Journal Sanity's Journal: Removing bias in collaborative editing systems 28
First, what do we mean by "bias"? It is a difficult question to answer exactly; examples would include political left or right-wing bias, nationalist bias, anti-Microsoft bias, and bias based on race. The dictionary definition is "A preference or an inclination, especially one that inhibits impartial judgment." Implicit in the mechanism I am about to describe is a more precise definition of bias; it is the aptness of this definition that will determine the effectiveness of this approach.

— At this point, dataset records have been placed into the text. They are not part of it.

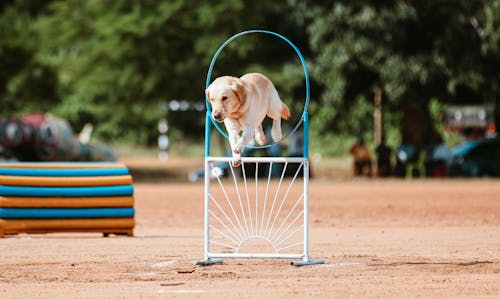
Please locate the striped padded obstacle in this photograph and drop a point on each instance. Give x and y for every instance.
(51, 213)
(66, 202)
(42, 226)
(12, 180)
(62, 165)
(64, 172)
(67, 191)
(66, 197)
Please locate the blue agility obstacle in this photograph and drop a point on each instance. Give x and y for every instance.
(267, 218)
(61, 213)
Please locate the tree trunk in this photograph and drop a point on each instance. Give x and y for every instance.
(416, 124)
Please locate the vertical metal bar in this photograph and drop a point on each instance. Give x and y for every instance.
(305, 117)
(306, 210)
(265, 199)
(248, 198)
(207, 134)
(207, 184)
(306, 185)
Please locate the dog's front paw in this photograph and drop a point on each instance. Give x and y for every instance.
(261, 139)
(238, 149)
(236, 162)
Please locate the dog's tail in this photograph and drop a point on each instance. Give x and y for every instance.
(285, 112)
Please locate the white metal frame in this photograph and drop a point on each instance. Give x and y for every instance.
(242, 230)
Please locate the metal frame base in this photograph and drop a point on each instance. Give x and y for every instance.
(307, 263)
(208, 262)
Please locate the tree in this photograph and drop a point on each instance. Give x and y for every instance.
(25, 81)
(117, 60)
(412, 50)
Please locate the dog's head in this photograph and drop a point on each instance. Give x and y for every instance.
(226, 95)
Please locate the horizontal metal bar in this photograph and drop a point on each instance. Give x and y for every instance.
(256, 255)
(259, 159)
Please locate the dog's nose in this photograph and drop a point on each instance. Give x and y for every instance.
(217, 116)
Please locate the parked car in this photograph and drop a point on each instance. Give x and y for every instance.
(476, 158)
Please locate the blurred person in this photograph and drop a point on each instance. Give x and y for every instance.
(437, 158)
(362, 158)
(384, 167)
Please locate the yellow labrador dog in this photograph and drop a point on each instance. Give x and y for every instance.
(242, 103)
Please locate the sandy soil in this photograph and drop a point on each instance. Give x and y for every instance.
(379, 239)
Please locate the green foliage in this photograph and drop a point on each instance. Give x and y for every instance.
(25, 81)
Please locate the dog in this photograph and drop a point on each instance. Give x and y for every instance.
(242, 104)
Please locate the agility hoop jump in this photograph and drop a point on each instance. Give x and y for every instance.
(249, 214)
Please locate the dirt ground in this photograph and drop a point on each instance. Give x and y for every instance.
(379, 239)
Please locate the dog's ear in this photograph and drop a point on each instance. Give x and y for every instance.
(239, 89)
(207, 93)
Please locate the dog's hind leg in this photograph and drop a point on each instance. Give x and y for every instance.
(260, 137)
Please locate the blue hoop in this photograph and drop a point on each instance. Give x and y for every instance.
(306, 74)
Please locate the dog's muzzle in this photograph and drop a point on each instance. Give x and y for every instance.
(218, 116)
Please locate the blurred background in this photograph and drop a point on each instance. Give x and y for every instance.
(420, 77)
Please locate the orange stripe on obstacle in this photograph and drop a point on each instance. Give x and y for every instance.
(69, 165)
(65, 181)
(41, 226)
(66, 202)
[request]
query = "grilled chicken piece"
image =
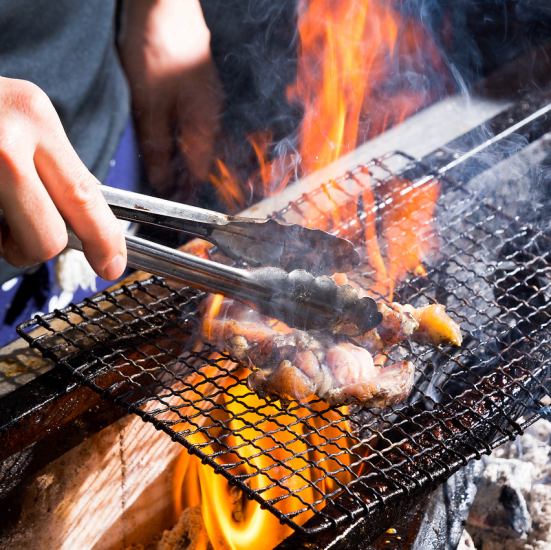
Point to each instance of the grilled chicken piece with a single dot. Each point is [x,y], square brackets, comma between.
[295,364]
[427,325]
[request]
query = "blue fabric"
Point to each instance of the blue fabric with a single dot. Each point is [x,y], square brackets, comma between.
[38,292]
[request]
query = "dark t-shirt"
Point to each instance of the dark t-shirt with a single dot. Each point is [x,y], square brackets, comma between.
[67,48]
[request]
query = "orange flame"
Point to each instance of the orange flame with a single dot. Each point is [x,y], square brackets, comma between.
[345,58]
[231,521]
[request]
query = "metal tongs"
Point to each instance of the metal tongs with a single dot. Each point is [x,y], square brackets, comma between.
[294,288]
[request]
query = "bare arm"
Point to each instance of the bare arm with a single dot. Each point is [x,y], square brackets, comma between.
[176,95]
[43,182]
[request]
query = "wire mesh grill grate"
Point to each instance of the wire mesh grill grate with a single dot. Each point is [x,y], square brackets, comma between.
[311,461]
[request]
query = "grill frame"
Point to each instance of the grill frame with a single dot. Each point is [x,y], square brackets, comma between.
[338,511]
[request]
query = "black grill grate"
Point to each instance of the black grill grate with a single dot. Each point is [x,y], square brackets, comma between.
[311,461]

Visitors to websites such as Amazon and users of tools like StumbleUpon will be familiar with a mechanism known as "Automatic Collaborative Filtering" or ACF. Amazon's recommendations are based on what other people with similar tastes also liked, this is an example of collaborative filtering in action. There are a wide variety of collaborative filtering algorithms, which range widely in terms of sophistication and processor requirements, but all are designed to do more or less the same thing: anticipate how much you will like something based on how much similar people liked it. One way to look at it is that collaborative filtering tries to learn your biases and anticipate how they will influence how much you like something.
My idea was to use ACF to determine someone's bias towards or against a particular article, and then attempt to remove the effect of that bias from their vote. The effect of their bias is assumed to be the difference between their anticipated vote based on ACF, and the global average vote for that article. Having determined this, we can then take their vote, and remove the effect of their bias from it.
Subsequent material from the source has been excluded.